Es war vielleicht auch Trotz im Spiel, als Henry Purcell, der wohl wichtigste Komponist Englands im späten 17. Jahrhundert, seine »Fantasias « oder »Fancys« zu Papier brachte. Denn die Restauration der Monarchie 1660 löste eine allgemeine Begeisterung für die französische Musik aus, die auch der englische König Karl II. sehr schätze. Die »Fantasias« galten hingegen als »alte Musik« und waren nicht nur verpönt, sondern beim König geradezu verhasst. Das schreckte den jungen Purcell, damals gerade einmal 21 Jahre alt, jedoch nicht ab. Mit seinen drei- und vierstimmigen »Fantasias« für Violenensemble stellte er sein immenses Können als Melodiker und Kontrapunktiker unter Beweis.
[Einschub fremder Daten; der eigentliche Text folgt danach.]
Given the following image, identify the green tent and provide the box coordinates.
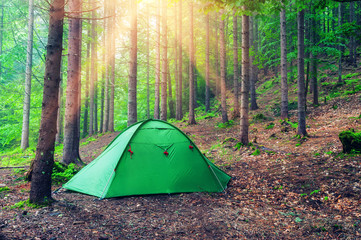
[63,119,230,198]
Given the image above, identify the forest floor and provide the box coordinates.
[0,95,361,239]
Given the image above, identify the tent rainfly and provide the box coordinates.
[63,119,231,198]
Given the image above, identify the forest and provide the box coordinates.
[0,0,361,239]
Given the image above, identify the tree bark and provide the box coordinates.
[249,17,258,110]
[82,28,90,138]
[280,8,288,120]
[205,13,211,113]
[147,3,150,119]
[154,0,161,119]
[188,2,196,125]
[61,0,83,165]
[232,10,239,118]
[338,2,343,83]
[297,10,307,136]
[160,0,168,121]
[89,0,98,136]
[20,0,34,150]
[128,0,138,126]
[108,1,116,132]
[29,0,64,204]
[219,10,228,123]
[176,1,183,120]
[240,11,250,145]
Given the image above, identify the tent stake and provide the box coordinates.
[99,168,115,200]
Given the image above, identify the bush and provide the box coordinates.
[338,129,361,153]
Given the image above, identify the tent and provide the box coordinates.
[63,119,230,198]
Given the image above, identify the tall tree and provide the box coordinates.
[82,29,90,138]
[219,10,228,123]
[232,10,239,118]
[188,2,196,124]
[280,8,288,119]
[297,9,307,136]
[205,13,211,112]
[89,0,98,136]
[108,1,116,132]
[176,1,183,120]
[20,0,34,150]
[154,0,161,119]
[147,4,150,119]
[29,0,64,203]
[128,0,138,126]
[240,10,250,145]
[61,0,83,165]
[338,2,343,83]
[249,17,258,110]
[160,0,168,121]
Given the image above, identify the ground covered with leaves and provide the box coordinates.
[0,95,361,239]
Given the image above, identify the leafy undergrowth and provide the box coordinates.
[0,95,361,239]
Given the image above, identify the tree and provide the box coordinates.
[232,10,239,118]
[176,1,183,120]
[160,0,168,121]
[20,0,34,150]
[297,9,307,136]
[89,0,98,136]
[280,8,288,119]
[205,13,211,112]
[29,0,64,204]
[61,0,83,165]
[188,2,196,124]
[219,10,228,123]
[249,17,258,110]
[240,10,250,145]
[128,0,138,126]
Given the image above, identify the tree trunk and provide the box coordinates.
[280,8,288,120]
[205,13,211,113]
[89,0,98,136]
[249,17,258,110]
[338,2,343,83]
[160,0,168,121]
[82,29,90,138]
[154,0,161,119]
[128,0,138,126]
[349,2,357,68]
[147,3,150,119]
[61,0,83,165]
[176,1,183,120]
[108,1,116,132]
[232,10,239,118]
[29,0,64,204]
[188,2,196,125]
[215,13,220,97]
[297,10,307,136]
[20,0,34,150]
[306,10,319,106]
[240,10,250,145]
[219,10,228,123]
[100,0,108,133]
[168,63,175,118]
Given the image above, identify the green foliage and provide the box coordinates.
[265,123,275,129]
[0,186,10,192]
[51,162,79,184]
[251,148,261,156]
[338,129,361,153]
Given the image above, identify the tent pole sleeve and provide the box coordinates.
[208,165,226,192]
[99,169,115,200]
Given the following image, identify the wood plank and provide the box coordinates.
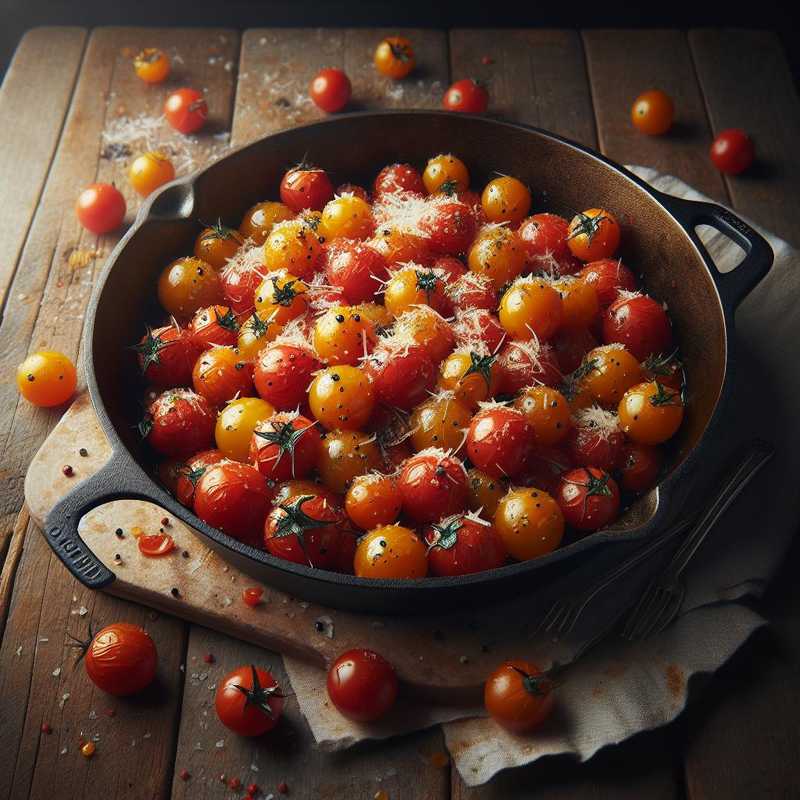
[689,29,800,246]
[450,29,597,147]
[0,28,238,798]
[583,30,727,201]
[0,28,87,312]
[233,28,449,145]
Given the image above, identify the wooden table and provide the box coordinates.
[0,28,800,800]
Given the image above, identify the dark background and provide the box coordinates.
[0,0,800,79]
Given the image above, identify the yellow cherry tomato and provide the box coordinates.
[318,194,375,240]
[317,430,382,494]
[133,47,171,83]
[128,150,175,197]
[498,278,564,340]
[618,381,683,444]
[422,153,469,194]
[514,386,572,445]
[158,256,225,321]
[467,225,525,290]
[373,36,417,80]
[353,525,428,578]
[494,487,564,561]
[313,306,378,366]
[17,350,78,408]
[409,392,472,452]
[308,364,375,430]
[214,397,275,461]
[481,175,531,225]
[255,271,308,325]
[244,200,294,245]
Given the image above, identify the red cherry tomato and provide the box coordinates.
[308,67,353,114]
[164,89,208,135]
[328,649,398,722]
[467,405,533,478]
[425,514,507,576]
[75,183,126,236]
[214,665,283,736]
[397,449,467,523]
[442,78,489,114]
[711,128,756,175]
[84,622,158,697]
[556,467,620,532]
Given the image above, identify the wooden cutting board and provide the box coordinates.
[25,393,612,703]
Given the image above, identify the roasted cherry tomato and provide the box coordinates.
[422,153,469,195]
[280,164,333,213]
[128,150,175,197]
[192,347,253,407]
[317,430,382,494]
[239,201,294,245]
[711,128,756,175]
[354,525,428,579]
[373,36,416,81]
[483,661,555,735]
[567,208,620,261]
[253,341,322,411]
[194,220,244,270]
[327,649,398,722]
[425,514,506,576]
[619,381,683,444]
[133,47,171,83]
[194,461,272,547]
[214,666,283,736]
[467,405,533,478]
[308,67,353,114]
[264,494,356,572]
[83,622,158,697]
[494,487,564,561]
[631,89,675,136]
[214,397,275,461]
[158,257,224,320]
[514,386,572,445]
[75,183,126,236]
[250,412,322,482]
[145,389,214,458]
[467,225,525,291]
[603,295,672,361]
[17,350,78,408]
[498,277,564,341]
[308,364,375,430]
[397,449,467,523]
[442,78,489,114]
[481,175,531,225]
[164,89,208,135]
[556,467,619,532]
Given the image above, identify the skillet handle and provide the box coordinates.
[44,452,153,589]
[662,195,775,311]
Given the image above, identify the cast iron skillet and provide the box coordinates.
[40,111,773,613]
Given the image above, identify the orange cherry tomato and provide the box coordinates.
[17,350,78,408]
[128,150,175,197]
[354,525,428,578]
[567,208,620,261]
[133,47,171,83]
[373,36,417,80]
[483,660,555,734]
[631,89,675,136]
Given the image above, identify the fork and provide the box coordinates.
[620,440,775,640]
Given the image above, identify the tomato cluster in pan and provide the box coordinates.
[136,154,684,578]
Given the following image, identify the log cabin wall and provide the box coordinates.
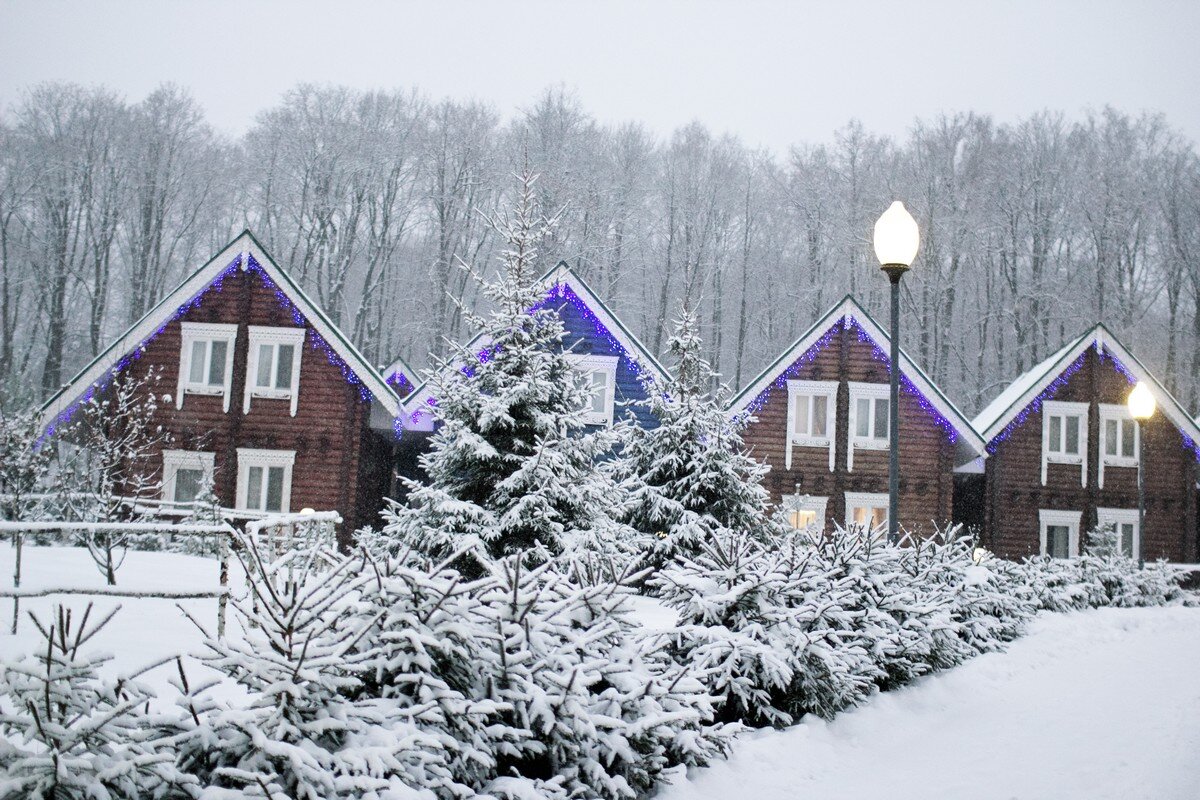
[120,270,390,542]
[743,323,954,534]
[984,347,1196,563]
Vor allem verblüffen immer wieder die scharfen Dissonanzen, die er aus der altenglischen Vorliebe für Querstände gewann. Innerhalb Purcells OEuvre bilden die »Fantasias« gewissermaßen sein kompositorisches Gesellenstück.
– Martin Demmler
Henry Purcell galt schon zu seinen Lebzeiten während des Barock als der bedeutendste englische Komponist. Er war Organist an der Westminster Abbey an der Chapel Royal. Seine Werke wurden von den Zeitgenossen und Nachfolgern, namentlich auch von…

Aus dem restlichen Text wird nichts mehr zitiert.